He pushed off the ground, standing with a palm pressed to the glass. Loneliness was not a common occurrence for him. Even after losing Tara, he had his former pack. Not that they really were one. Chimeras didn’t have packs or family. The closest he could get to describing it to others was the bachelor lions that hung around each other till they found females and killed each other over them. Liam never understood how they could live and fight together but turn on one another in a heartbeat. Loyalty was a wolf’s prime directive, even if they were a bitten. Most chimeras were banshees, coyotes, wendigos, or other such solitary species intermingling with each other or humans. Somehow he was a bastardization of the supernatural, even among the freaks, with a werewolf mother and werecoyote father. 

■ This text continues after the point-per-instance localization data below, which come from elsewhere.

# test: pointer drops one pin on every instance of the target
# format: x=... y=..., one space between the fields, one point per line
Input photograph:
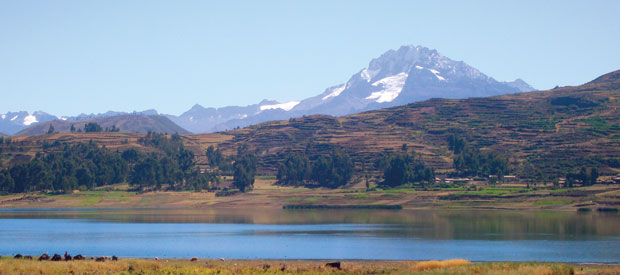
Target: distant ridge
x=555 y=130
x=137 y=123
x=397 y=77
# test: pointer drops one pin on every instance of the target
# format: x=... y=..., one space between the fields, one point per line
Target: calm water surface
x=315 y=234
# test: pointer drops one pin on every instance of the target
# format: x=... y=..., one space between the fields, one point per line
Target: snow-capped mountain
x=397 y=77
x=13 y=122
x=406 y=75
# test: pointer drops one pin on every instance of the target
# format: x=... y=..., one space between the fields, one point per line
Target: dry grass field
x=268 y=195
x=206 y=266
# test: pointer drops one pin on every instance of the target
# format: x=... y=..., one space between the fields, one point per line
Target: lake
x=315 y=234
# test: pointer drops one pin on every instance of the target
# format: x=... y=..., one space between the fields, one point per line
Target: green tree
x=244 y=171
x=92 y=127
x=295 y=170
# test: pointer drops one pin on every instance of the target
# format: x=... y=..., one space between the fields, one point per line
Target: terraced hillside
x=557 y=130
x=129 y=123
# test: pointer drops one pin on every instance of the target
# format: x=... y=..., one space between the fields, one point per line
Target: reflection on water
x=315 y=234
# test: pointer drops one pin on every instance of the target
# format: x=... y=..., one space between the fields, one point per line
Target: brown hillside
x=556 y=129
x=129 y=123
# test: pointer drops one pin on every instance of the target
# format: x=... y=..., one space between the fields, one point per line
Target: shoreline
x=290 y=266
x=267 y=195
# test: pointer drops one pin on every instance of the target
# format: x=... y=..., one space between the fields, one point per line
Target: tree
x=92 y=127
x=334 y=170
x=244 y=171
x=50 y=130
x=295 y=170
x=593 y=175
x=185 y=159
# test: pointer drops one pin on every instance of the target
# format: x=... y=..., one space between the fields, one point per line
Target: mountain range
x=397 y=77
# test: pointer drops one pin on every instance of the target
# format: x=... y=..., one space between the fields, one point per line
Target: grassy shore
x=268 y=195
x=203 y=266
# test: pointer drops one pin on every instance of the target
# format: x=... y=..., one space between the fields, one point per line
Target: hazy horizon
x=72 y=57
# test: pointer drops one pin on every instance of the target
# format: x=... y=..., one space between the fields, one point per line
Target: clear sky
x=71 y=57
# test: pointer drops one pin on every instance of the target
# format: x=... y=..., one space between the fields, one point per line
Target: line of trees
x=79 y=166
x=470 y=161
x=400 y=168
x=85 y=166
x=242 y=166
x=331 y=171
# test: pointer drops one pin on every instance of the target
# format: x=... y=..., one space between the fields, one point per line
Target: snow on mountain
x=30 y=119
x=13 y=122
x=392 y=86
x=397 y=77
x=335 y=91
x=284 y=106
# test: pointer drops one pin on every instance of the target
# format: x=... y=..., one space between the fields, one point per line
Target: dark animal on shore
x=333 y=265
x=44 y=257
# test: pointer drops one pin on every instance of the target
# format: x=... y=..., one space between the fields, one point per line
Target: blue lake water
x=315 y=234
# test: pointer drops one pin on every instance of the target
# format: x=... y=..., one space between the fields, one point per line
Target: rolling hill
x=129 y=123
x=557 y=130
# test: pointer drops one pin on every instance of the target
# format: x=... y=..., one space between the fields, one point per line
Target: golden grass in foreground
x=427 y=265
x=146 y=266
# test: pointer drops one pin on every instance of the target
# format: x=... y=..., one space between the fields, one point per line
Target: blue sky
x=71 y=57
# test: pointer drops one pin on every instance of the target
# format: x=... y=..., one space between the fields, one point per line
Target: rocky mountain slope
x=556 y=130
x=398 y=77
x=128 y=123
x=406 y=75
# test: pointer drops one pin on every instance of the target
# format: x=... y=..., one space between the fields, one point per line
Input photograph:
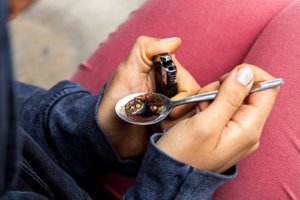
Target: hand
x=228 y=129
x=136 y=74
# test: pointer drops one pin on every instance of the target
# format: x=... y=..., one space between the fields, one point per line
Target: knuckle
x=141 y=40
x=234 y=99
x=199 y=127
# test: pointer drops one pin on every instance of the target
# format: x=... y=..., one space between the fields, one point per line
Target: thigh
x=216 y=36
x=273 y=172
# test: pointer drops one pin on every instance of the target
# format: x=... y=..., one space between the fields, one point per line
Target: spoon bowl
x=151 y=108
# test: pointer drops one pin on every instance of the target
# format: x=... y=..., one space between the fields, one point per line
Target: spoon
x=150 y=108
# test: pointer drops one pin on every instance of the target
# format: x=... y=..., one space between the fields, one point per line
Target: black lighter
x=165 y=74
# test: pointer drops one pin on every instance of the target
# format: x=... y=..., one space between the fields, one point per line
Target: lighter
x=165 y=73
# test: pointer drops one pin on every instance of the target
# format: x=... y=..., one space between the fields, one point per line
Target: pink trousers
x=218 y=35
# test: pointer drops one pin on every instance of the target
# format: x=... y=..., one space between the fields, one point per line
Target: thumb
x=231 y=95
x=146 y=47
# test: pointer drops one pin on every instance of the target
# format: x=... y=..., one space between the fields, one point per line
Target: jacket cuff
x=127 y=167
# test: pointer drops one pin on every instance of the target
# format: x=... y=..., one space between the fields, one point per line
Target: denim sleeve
x=162 y=177
x=63 y=121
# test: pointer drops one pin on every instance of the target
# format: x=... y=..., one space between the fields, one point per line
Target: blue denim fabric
x=64 y=149
x=62 y=124
x=9 y=139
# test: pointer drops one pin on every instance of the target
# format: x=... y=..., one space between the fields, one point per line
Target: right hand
x=228 y=129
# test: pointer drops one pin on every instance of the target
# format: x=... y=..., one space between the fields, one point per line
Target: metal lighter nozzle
x=165 y=72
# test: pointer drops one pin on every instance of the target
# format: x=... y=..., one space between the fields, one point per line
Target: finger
x=210 y=87
x=187 y=86
x=230 y=97
x=146 y=47
x=245 y=127
x=168 y=123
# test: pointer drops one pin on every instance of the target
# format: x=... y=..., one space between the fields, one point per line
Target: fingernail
x=171 y=39
x=244 y=75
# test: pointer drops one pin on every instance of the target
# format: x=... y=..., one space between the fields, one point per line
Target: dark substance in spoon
x=145 y=107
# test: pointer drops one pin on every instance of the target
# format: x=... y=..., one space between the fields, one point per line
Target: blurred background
x=50 y=38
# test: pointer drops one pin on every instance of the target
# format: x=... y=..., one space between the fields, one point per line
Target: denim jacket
x=59 y=149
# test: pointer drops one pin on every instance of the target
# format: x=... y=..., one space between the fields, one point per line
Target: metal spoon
x=151 y=108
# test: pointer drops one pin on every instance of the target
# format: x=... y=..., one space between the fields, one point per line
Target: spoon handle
x=212 y=95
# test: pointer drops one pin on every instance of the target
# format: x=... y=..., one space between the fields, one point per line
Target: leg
x=216 y=35
x=273 y=171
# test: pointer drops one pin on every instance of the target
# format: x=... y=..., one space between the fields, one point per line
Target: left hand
x=136 y=74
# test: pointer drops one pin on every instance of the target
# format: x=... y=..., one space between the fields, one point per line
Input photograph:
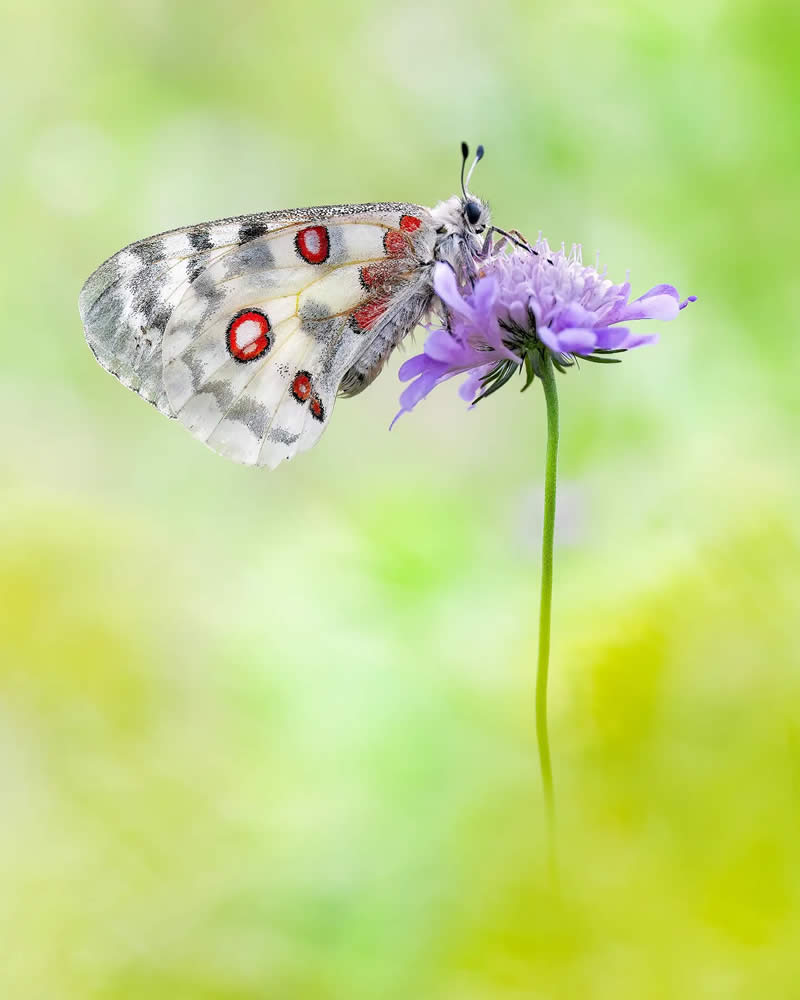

He stalled, standing at the edge of the staircase, staring down the steep incline. Going downstairs never seemed more daunting. The prospect of having to talk to Mason, tell him why Liam stormed out, scared him far more than he cared to admit. It shouldn’t be this hard to talk with someone. Words were words. He could spin any number of webs with them and he would buy each and every one. Lying to a human was so much easier than a supernatural being, which he figured he still could do. 

Skills don’t just disappear because they’re not practiced every day. Get a little rusty, probably. At his level, though, rusty still could beat a human’s detection skills any day. Even Mason’s. Hopefully. He would rather climb in a pit and go straight down to the hell that awaited people like him than tell him the truth. Someone as gentle and good as him would tell Liam for Theo, or worse him into telling Liam the whole, unaltered truth too. His stomach sank at the thought. 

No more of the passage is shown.